Jude no respondió. No pensó que fuera necesaria una respuesta. Y de todos modos, no estaba seguro de que aquella historia fuese verdadera. Pensaba que probablemente se tratase de la última de las alucinaciones que la atormentaban.
Ella suspiró y dejó caer otro mechón de su pelo.

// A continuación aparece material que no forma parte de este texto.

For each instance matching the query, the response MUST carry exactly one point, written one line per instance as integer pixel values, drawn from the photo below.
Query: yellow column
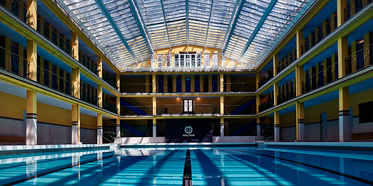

—Pero te estaba diciendo que tú no le ibas a gustar, y él tiene su particular manera de deshacerse de mis amigos cuando no le gustan. Muchos padres protegen demasiado a sus hijitas, y si alguien se acerca y a ellos no les gusta, tratan de ahuyentarlo o asustarlo. Presionarlo un poco. Por supuesto, eso nunca sirve para nada, porque las niñas siempre se ponen de parte de los muchachos, que siguen con ellas, ya sea porque no se les puede asustar fácilmente o porque no quieren que ellas piensen que son unos cobardes. Mi padrastro es más inteligente. Se muestra lo más amistoso que se pueda imaginar, incluso con aquellos a quienes quisiera quemar vivos. Si alguna vez desea deshacerse de alguien a quien no quiere ver a mi lado, lo ahuyenta diciéndole la verdad. Con la verdad, por lo general, es suficiente. Te pondré un ejemplo. Cuando tenía dieciséis años, comencé a salir con un muchacho que yo sabía que a mi padre no le gustaba, debido a que era judío, y también porque escuchábamos rap juntos. Mi padre odia el rap más que cualquier otra cosa. De modo que un día me dijo que eso se iba a terminar. Yo le repliqué que estaba decidida a ver a quien quisiera. Y él lo aceptó, pero agregó que eso no significaba que el muchacho siguiera deseando verme. No me gustó cómo sonó aquello, pero no lo entendí, y él no dio ninguna otra explicación. La chica tomó aire, dudó un instante y siguió hablando—: Bien, tú has visto cómo me pongo a veces cuando empiezo a pensar cosas raras. Eso comenzó cuando tenía unos doce años, al mismo tiempo que la pubertad. No fui a ver a un médico, ni a nadie. Mi padrastro me trató en persona, con hipnoterapia. Además, podía mantener todo bajo control bastante bien, siempre y cuando tuviéramos una o dos sesiones por semana. Así yo no padecía ninguna de esas sensaciones raras. No pensaba que había un camión oscuro dando vueltas a la casa. No veía niñas pequeñas con brasas en los ojos observándome desde debajo de los árboles, por la noche. Pero un día tuvo que irse. Se marchó a Austin, a dar una conferencia sobre drogas hipnóticas. Generalmente me llevaba con él cuando se iba a uno de sus viajes, pero esa vez me dejó en casa, con Jessie. Mi madre ya estaba muerta por aquel entonces, y mi hermana, que tenía dieciocho años, se ocupaba de todo. Mientras él estuvo ausente tuve problemas para dormir. Ése es siempre el primer síntoma de que estoy enfermando. Todo empieza, una y otra vez, con el insomnio.